Yes, folks, it is. Let’s just assume it’s appropriate to hit the panic button earlier rather than later.
The climb toward the Sky House of Schweitzer starts on a meandering road along a creek with a docile and tenable grade. There are cedar trees and rushing water and those earthy smells that waft from shadowed forests and cool the body. I don’t know when it starts getting steep, but after a time it does not stop getting steep. It’s a 16-mile climb that gets invisibly worse, noted in the fact that you’ve run out of low gears to drop into.
One gets a distorted perception of grade after a while, and starts looking back wondering if it is indeed as steep as it feels.

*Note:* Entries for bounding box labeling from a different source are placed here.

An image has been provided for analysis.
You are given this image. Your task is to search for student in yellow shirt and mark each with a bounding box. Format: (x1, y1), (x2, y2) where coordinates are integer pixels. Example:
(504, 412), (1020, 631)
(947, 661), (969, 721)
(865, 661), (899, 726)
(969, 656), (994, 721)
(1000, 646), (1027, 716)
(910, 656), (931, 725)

True, there’s a canyon stretching out for miles below you, but you’re not really sure where you came from or where you’re going, only that it seems to be taking much longer than anticipated and you’re almost out of those caramel waffles you think placate even the worst misery (they do not).
I was also alone, so I had no idea if I was fast or slow, but the arrival of muscle cramps suggested I wasn’t able to go any faster. Not the odd angry foot kind, either: the kind that had me watching the ripples of my quad like some creature from Alien was going to emerge out of my flesh. But also my calves, some unnamed muscle on my shin, my left foot, my right hand, and my triceps.
Every half mile or so, I would flop onto the ground in a twisted supine lump and flail about clutching this or that body part and wailing as quietly as I could. I was acutely aware that I was prime cougar food, lying maimed on the side of a road. Crispy on the edges from the sun, fine layer of salt, tenderized flanks.
Commitment to the bad idea is part of what makes it bad. We bad idea-ers have a belief that upon the other side of the bad idea lies a “worth it” so powerful, the idea will be redeemed. This is a farce. Sometimes, we’re so far into the bad idea that it morphs into the only idea, so you try to convince yourself it is actually good. This is not a good idea, which is not the same as a bad idea, but close.
As I pushed my bike to the last switchback, I saw a structure that told me I was in-bounds of the resort. It felt almost like hope until I peered up the dusty, rocky, even-steeper ridge toward the summit. Not that I could see it yet. Just a dirt-cloud following a train of UTVs that waved at me as they motored on by. Not a bad idea.
I drug myself like a filth-coated sloth up the terrain, leaning on my handlebars in exhausted dejection. When I finally made it to the top, there were couples sitting on benches, families having picnics and taking pictures, clean people coming in and out of the restaurant. I hobbled by on blistered feet and ignored the view they were all enjoying. I’d seen it before, and it was definitely not worth it.
While considering my own ride back down the mountain and the pressure-wash I needed once I got home, I noticed other bikers. Throngs of them in their armor and full-faced helmets. They were laughing and chatting like they were actually having fun. They hooted and high-fived as they pulled their bikes off the chairlift that had carried them to the top, then they rung their bells as they descended the playful trails all the way down the mountain and back to their cars.
And that is what a good idea looks like.